Most jobs in Canada require at least one digital baseline skill such as Microsoft Excel, Microsoft Office, and digital computing skills, according to new Burning Glass Technologies research. This indicates that Canadian workers who do not have proficiency in at least one digital baseline skill are at significant risk of being left behind.
Burning Glass Technologies examined digital skills in five of the economies that are part of APEC (Asia-Pacific Economic Cooperation): – the United States, Canada, U.K., Singapore, and Australia/New Zealand – baseline digital skills are in heaviest demand in Canada. More than 13% of total job postings ask for Microsoft Excel proficiency, and over 12% for Microsoft Office.
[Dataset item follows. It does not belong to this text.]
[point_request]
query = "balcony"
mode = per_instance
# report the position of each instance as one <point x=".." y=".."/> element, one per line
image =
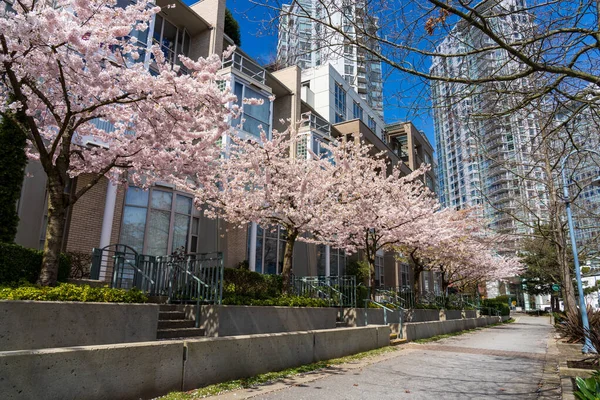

By comparison, the highest-ranking specialized digital skill, SQL, appears in 2% of job postings. This is because unlike baseline skills, specialized skills tend to be requested only in particular sectors of the economy. This suggests that most Canadian workers should master at least one foundational skill, and not rely on just mastery of more specialized skills such as DevOps, data science, and artificial intelligence.
From 2013 to 2019, the least digital jobs in Canada have experienced the greatest rate of acceleration toward digitalization. This underscores the idea that workers throughout the Canadian workforce should acquire digital skill competencies, not just those in particular industries.
In addition to highlighting distinct features of the Canadian economy, a number of findings in the APEC report regarding Canada also reinforce broader trends that extend to all the countries studied in the report.
For example, the fastest-growing digital skills in the Canadian economy from 2013 to 2019 experienced very high rates of growth in comparison with other economies studied in the report. Significantly, all these skills are considered specialized skills, not baseline skills.
This suggests that internationally, while workers should strive to acquire a well-rounded grounding in the baseline skills, it is especially important for them to stay current with the fast-changing specialized digital skills of the 21st century economy.
The demand for baseline digital skills is ubiquitous, while the most rapid changes are taking place for occupations that previously did not call for digital skills, and for the fast-growing demand for numerous specialized digital skills. By bearing in mind these findings, Canadian workers will be well-positioned to succeed in today’s digital economy.